Because of the work I do and its mobility, I have been blessed to be able to spend a few months each year with my 83 year old mother over past few years. Believe me when I tell you, she wasn’t always this easygoing sweet old woman. There was a time she could lose her temper and bang the cupboards with the best of them, or give us some mighty hits with a wooden spoon when we did something we shouldn’t have. But time has a beautiful way of softening our edges, and thankfully, I even see it in myself these days.
Being a medium does not make impending death any easier, but it does allow for a different perspective. I have seen far too many times how suddenly or tragically loved ones can be taken away from us, regardless of age, socio economic status or health. Yet how many times do we take those we love the most for granted? Believing we have unlimited times together, when in reality, that may not be true.

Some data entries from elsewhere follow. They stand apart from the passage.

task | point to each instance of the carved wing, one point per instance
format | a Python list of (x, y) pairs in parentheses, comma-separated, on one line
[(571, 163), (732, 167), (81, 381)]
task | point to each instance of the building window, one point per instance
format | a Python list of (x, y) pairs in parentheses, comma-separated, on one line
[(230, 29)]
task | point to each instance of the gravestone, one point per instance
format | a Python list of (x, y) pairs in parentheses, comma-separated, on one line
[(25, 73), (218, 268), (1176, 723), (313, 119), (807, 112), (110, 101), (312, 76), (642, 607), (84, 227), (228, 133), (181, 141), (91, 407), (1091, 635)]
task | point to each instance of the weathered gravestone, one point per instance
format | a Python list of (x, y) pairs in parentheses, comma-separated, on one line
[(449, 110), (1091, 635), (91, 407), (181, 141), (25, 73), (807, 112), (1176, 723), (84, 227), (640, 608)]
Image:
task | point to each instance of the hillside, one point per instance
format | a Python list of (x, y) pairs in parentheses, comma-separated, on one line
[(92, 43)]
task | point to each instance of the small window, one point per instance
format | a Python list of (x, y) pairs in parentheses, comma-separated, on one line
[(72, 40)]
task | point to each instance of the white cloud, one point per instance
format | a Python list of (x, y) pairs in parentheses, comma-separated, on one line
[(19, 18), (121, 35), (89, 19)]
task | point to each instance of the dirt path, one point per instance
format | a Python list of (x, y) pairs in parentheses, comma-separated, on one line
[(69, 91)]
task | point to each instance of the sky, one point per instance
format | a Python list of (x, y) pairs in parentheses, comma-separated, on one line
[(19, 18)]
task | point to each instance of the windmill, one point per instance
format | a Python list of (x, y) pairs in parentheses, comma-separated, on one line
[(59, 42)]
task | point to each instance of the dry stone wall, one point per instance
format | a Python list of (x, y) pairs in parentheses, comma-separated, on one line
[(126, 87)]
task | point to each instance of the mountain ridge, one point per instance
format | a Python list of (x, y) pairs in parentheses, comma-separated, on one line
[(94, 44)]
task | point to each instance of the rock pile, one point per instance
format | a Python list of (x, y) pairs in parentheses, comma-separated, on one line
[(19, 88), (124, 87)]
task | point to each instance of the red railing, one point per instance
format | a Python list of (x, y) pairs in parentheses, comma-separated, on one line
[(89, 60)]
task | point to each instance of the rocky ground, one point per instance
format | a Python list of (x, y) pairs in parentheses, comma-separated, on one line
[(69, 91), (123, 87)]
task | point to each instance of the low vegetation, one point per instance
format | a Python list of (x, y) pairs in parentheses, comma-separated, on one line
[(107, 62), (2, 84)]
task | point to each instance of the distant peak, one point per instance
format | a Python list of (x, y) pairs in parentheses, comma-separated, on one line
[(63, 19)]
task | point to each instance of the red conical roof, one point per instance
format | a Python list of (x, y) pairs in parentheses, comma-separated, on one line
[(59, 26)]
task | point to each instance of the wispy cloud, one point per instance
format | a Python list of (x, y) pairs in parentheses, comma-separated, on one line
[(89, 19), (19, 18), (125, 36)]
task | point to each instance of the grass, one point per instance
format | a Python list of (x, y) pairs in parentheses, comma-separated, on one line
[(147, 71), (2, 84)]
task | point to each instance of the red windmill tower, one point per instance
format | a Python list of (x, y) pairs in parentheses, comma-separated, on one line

I recently had a conversation with a woman who was upset with her adult daughter, who was often calling her drunk to discuss her failing romance issues. This mother was so annoyed by her daughter’s behavior, that she stopped taking her calls. Having worked with many parents who have lost children, and would give ANYTHING to have an experience like this with their child again, I tried to have her see this situation from a different light. Unfortunately, I could tell my message fell on deaf ears.
After those we love die, there are often a lot of “ would have” and “should haves” discussed by those left behind. However, there doesn’t have to be if we learn to appreciate one another while we are living our day to day lives. Sure, our loved ones are not always easy to deal with, but ask yourself, “would I treat this situation differently if I knew they were going to be gone tomorrow?”
Yes, it can be challenging to put my life on hold for a month to spend time with my mom, but I wouldn’t change it for the world. I want to know that when she leaves this earth, that I did all I could to be patient, kind and loving to her. We may not be perfect in the way we do this, but we should do our best to be there for our loved ones in the capacity in which we are able, for time is promised to no one.